Dentre os atos normativos e setores relacionados na íntegra da presente norma, citamos:

 

a) Decreto nº 42.564/2003, que dispõe sobre o não estorno de créditos fiscais relativos às entradas, que corresponderem a saídas destinadas a outras unidades da Federação, de energia elétrica;

 

b) Decreto nº 51.585/2014, quanto ao não estorno de créditos fiscais relativos à entrada de mercadoria e de matéria-prima, material secundário e embalagem, bem como produtos que venham a sair com as reduções de base de cálculo de diversas operações, dentre as quais: b.1) produtos farmacêuticos; b.2) embalagens para as mercadorias que compõem a cesta básica de alimentos; b.3) mercadorias para Unidades Modulares de Saúde - UMS; b.4) produtos de ferro e aço; b.5) embalagens para erva-mate; b.6) construções pré-fabricadas de ferro ou aço; b.7) cosméticos, perfumaria, artigos de higiene pessoal e de toucador; b.8) mármores, travertinos e granitos; b.9) lentes e armações para óculos; b.10) pá carregadeira de rodas, escavadeira hidráulica, retroescavadeira e caminhões "dumpers"; b.11) ve&iacut e;culos para transporte coletivo de passageiros;

 

c) Decreto nº 48.495/2011, que dispôs sobre o não estorno de créditos fiscais relativos às entradas que correspondem às saídas de veículos automotores beneficiadas com redução de base de cálculo;

 

d) Lei nº 11.293/1998, que dispôs sobre o não estorno de créditos fiscais relativos às entradas de mercadorias e às correspondentes prestações de serviço, destinadas à comercialização ou à industrialização de produtos acabados de informática e automação, cuja operação subsequente seja beneficiada com redução de base de cálculo;

 

e) Decreto nº 43.002/2004, que dispôs sobre a exclusão de responsabilidade pelo pagamento do imposto diferido relativamente às entradas decorrentes de importação de: e.1) produtos para uso na agropecuária; e.2) máquinas e equipamentos industriais destinados ao ativo permanente; e.3) máquinas e equipamentos destinados ao ativo permanente de empresas de telecomunicação; e.4) mercadorias destinadas à indústria que tenha por atividade a construção ou reparo de navios mercantes de grande porte ou a construção de plataforma de exploração e produção de petróleo; e.5) compostos químicos destinados à fabricação de fertilizantes líquidos; e.6) compostos químicos destinados à fabricação de herbicidas e fungicidas; e.7) partes, peças e componentes para a fabricaç ão de vagões e locomotivas; e.8) máquinas e equipamentos destinados à criação de pintos e à coleta e à classificação de ovos; e.9) preparações dos tipos utilizados na alimentação de animais, antibióticos, medicamentos, proteínas fermentadas de batata e enzimas, destinados ao uso na pecuária e na avicultura;

 

f) Decreto nº 39.533/1999, que dispôs sobre a exclusão de responsabilidade pelo pagamento do imposto diferido relativamente às entradas decorrentes de importação de petróleo e nafta;

 

g) Decreto nº 53.319/2016, que tratou da redução da base de cálculo do débito de responsabilidade por substituição tributária nas operações com medicamentos similares.


 

SC – Atenção contribuinte: não perca os prazos para adesão ao PREFIS-ITCMD - Contribuintes com débito de ITCMD têm o até dia 30 de março para aderir ao Programa Catarinense de Recuperação Fiscal (PREFIS) e garantir desconto de 50% das multas com parcelamento em até 24 meses.
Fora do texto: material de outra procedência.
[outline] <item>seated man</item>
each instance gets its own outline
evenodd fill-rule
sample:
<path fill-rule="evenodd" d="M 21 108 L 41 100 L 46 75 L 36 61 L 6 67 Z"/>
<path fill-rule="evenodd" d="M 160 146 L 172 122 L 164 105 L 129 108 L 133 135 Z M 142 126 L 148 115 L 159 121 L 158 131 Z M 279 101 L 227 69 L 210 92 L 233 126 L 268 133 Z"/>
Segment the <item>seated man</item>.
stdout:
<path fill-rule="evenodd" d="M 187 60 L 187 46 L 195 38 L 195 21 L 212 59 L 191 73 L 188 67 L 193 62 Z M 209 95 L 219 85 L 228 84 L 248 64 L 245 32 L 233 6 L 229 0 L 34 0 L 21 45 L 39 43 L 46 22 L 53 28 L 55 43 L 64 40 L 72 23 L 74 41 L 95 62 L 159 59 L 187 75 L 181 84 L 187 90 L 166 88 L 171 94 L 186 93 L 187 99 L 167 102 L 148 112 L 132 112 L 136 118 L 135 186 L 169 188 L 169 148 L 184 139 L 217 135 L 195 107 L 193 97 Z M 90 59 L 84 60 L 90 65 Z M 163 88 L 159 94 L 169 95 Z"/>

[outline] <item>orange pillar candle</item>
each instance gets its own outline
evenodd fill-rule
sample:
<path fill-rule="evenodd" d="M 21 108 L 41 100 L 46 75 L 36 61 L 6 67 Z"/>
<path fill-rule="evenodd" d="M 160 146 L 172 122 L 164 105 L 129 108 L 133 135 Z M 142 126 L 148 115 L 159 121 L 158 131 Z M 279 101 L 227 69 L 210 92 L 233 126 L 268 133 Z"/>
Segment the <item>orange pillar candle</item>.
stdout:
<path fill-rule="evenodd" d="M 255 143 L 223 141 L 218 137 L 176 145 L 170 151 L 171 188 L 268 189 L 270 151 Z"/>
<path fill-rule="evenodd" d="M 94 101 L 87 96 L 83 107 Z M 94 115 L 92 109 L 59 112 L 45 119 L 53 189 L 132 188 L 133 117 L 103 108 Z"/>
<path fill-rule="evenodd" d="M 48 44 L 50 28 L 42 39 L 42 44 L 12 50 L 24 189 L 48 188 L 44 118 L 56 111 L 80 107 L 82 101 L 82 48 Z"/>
O PREFIS-ITCMD foi autorizado pela Medida Provisória nº 217/2017, publicada no Diário Oficial do Estado de 12 de dezembro de 2017.

 

Para garantir mais autonomia e fazer a adesão online, o contribuinte precisa dispor de certificados digitais ICP-Brasil dos tipos e-CPF e e-CNPJ. Nesse caso, o usuário somente terá acesso aos débitos do CPF ou CNPJ utilizado. Os certificados digitais funcionam como uma identidade virtual que permite a identificação segura e inequívoca do autor de uma mensagem ou transação feita em meios eletrônicos, como a web. A emissão pode ser feita em várias instituições, como Receita Federal ou Correios.